A partial profile found on Ms Foy’s clothing and under her finger nails was “more than a thousand billion times” more likely to be Mr Butler’s than anyone else’s, the prosecution told the Liverpool Crown Court trial last month.
But experts for the defence queried the validity of the findings and attacked the processes used to get them.
The jury deliberated for nearly eleven hours before clearing Mr Butler who suffers from debilitating COPD (a mix of chronic bronchitis and emphysema).
Today he told the ECHO: “Something comes along sometimes which is life-changing but you never see it coming so you are never prepared for it.
“It is difficult to put into words how I feel now.

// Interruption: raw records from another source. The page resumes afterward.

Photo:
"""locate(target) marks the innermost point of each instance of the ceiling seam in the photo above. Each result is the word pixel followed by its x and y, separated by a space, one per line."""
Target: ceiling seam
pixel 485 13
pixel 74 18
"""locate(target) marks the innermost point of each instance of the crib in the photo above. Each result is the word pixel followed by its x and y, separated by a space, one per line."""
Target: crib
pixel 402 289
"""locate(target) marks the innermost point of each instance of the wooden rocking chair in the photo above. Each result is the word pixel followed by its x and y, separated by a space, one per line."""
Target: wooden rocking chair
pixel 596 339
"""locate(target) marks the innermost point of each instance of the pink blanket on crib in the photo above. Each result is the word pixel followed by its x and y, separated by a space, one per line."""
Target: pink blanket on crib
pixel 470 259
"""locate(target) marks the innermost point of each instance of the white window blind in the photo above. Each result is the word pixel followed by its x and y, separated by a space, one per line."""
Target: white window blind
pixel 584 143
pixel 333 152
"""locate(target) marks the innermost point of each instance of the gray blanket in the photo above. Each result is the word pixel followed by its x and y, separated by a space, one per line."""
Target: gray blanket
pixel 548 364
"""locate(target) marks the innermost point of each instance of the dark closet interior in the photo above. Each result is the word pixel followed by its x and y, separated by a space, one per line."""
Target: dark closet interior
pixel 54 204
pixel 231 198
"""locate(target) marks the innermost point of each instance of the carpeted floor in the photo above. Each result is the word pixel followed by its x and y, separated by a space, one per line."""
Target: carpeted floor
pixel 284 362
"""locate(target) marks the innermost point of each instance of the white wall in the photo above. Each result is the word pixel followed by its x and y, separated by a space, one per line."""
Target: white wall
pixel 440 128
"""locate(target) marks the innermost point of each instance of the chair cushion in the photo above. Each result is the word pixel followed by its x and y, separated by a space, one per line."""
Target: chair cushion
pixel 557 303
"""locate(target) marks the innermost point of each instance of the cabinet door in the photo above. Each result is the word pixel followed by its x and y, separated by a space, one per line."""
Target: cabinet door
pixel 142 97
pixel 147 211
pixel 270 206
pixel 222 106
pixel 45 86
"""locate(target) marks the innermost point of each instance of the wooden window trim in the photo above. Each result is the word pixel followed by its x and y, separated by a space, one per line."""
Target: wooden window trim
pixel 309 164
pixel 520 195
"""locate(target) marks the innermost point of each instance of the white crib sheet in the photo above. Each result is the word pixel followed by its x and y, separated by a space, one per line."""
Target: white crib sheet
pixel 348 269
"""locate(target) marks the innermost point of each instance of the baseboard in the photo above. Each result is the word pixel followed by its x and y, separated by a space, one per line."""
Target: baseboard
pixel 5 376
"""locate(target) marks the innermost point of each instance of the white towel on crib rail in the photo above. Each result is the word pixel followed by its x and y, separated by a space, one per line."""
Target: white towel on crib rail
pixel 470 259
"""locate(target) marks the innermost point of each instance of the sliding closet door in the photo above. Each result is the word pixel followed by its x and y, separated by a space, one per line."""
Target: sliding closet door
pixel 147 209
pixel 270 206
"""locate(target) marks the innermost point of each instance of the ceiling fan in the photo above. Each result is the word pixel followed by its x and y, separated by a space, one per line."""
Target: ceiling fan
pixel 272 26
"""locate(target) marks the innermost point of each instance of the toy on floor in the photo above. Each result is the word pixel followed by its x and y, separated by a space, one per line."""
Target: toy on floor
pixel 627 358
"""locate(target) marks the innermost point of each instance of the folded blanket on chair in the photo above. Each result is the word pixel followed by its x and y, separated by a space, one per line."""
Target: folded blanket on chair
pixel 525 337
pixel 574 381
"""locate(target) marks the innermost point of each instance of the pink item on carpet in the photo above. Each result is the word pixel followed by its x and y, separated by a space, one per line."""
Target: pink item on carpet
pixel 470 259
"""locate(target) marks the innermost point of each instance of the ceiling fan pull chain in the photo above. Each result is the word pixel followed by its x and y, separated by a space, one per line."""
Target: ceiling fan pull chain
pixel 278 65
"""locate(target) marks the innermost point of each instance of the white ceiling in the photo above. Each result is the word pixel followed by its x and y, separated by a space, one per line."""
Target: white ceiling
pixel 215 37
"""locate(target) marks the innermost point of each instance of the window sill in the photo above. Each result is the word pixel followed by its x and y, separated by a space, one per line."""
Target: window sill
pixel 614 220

“The major worry for me was how this would impact on my family, not on me. They are my life. I was never really worried about myself.
“We have to remember there were victims here and we all saw Anne Marie’s family and their reaction afterwards [some quickly left the courtroom in tears] and I didn’t expect anything else.
“No-one should lose their mother in those circumstances and I wish them every success in getting justice. This was another false dawn for them which must have been hard but it has to be the right man and it wasn’t here.”
Mr Butler was charged and, despite his failing health, remanded into custody last June.
He was kept on the “vulnerable prisoner” wing and attacked by another inmate in the mistaken belief he was a sex offender.